I have a big chief smoker so I don't have any control over my heat.
It takes me about 7 hours in cold weather, 5-6 hours in warm weather and maybe 4 hours in hot, hot weather.

Hope this helps!

Deadeye!


----------



## daveomak (Jul 4, 2012)

Hey Jim, evening 3 years late.... sorry about that......  I smoked sturgeon once... the guy that I was with brought it with him... he had never smoked anything before but knew I smoked fish.... He asked me to smoke it...  I asked him how, temps, time, seasoning, oil ? etc... he said just like regular fish ?????  So I threw it in the smoker..... took it out.... he tasted it.... ONE BITE.... spit it out and threw the rest away.... He said I ruined his beautiful sturgeon....    So to make a short story longer than needs be....  I have no clue... just do not smoke it like I did.... 

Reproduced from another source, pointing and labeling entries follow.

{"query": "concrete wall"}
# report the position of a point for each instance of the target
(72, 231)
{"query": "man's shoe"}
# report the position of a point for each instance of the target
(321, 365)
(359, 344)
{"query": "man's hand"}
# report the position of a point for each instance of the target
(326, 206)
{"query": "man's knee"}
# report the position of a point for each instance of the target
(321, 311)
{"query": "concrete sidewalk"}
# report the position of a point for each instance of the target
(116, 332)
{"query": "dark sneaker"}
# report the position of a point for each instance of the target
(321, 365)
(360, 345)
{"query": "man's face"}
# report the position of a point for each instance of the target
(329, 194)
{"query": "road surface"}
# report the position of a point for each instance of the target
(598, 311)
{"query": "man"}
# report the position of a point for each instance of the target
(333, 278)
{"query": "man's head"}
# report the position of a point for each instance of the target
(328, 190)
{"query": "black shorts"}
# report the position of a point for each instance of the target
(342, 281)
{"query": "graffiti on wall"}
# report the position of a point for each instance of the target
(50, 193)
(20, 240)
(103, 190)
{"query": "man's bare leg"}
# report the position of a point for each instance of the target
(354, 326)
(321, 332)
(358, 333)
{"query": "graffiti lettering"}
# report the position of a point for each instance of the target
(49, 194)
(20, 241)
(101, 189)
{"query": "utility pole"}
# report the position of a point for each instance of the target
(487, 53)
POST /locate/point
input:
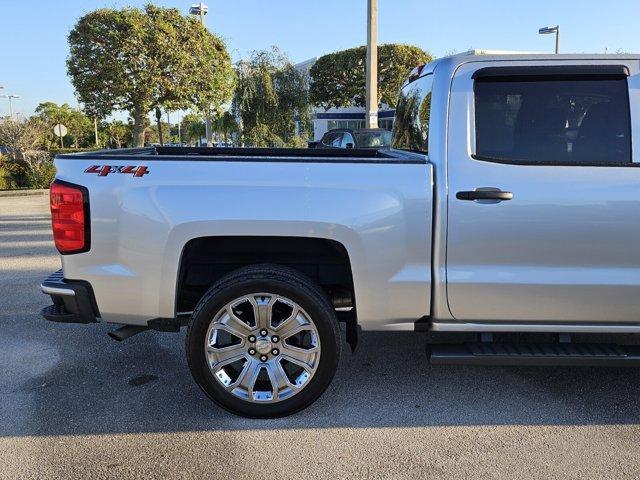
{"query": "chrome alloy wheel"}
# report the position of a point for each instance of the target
(262, 348)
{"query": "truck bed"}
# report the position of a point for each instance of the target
(225, 154)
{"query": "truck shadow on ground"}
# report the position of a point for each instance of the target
(88, 384)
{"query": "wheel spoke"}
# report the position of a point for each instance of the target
(248, 376)
(262, 308)
(234, 322)
(278, 379)
(226, 355)
(299, 356)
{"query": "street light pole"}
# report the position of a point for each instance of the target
(201, 9)
(371, 119)
(548, 30)
(10, 97)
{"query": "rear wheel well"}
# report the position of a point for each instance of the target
(207, 259)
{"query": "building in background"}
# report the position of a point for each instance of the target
(342, 117)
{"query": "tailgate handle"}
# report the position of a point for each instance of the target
(485, 193)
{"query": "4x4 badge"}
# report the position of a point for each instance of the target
(104, 170)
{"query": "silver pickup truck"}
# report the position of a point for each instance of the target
(509, 202)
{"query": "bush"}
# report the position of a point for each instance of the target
(41, 174)
(58, 151)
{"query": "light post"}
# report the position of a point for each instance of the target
(371, 119)
(201, 10)
(10, 103)
(548, 30)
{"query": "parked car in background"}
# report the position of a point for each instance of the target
(359, 138)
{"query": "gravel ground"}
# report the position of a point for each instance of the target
(74, 404)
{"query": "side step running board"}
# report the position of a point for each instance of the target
(573, 354)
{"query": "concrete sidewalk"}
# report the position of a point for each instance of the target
(23, 193)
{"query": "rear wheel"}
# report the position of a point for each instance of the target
(263, 342)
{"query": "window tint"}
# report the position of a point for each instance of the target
(570, 121)
(411, 125)
(332, 139)
(347, 138)
(373, 139)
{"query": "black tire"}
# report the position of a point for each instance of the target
(277, 280)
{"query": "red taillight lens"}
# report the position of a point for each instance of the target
(69, 217)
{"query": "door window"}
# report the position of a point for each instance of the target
(575, 121)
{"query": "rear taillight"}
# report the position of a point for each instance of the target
(69, 217)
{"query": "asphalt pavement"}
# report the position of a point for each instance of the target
(76, 404)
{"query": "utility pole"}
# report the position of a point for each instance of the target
(371, 118)
(10, 97)
(548, 30)
(201, 10)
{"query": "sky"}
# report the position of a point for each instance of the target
(33, 43)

That is a true story... Honest... cub scouts honor.... Who could make up a story like that ??????   Dave


----------



## tg pythons (Feb 15, 2014)

Anyone know what he means by 20 whole cloves?  I'm assuming garlic....??


----------



## ak1 (Feb 15, 2014)

TG Pythons said:


> Anyone know what he means by 20 whole cloves? I'm assuming garlic....??


No, clove, the spice. http://en.wikipedia.org/wiki/Clove


----------



## tg pythons (Feb 15, 2014)

Thanks for the quick reply.  Guess it's back to the store for me!


----------



## venture (Feb 15, 2014)

Makes me nervous when people say "cure" in recipes like ths.

Good luck and good smoking.


----------



## tg pythons (Feb 15, 2014)

I'll post a thread tomorrow.


----------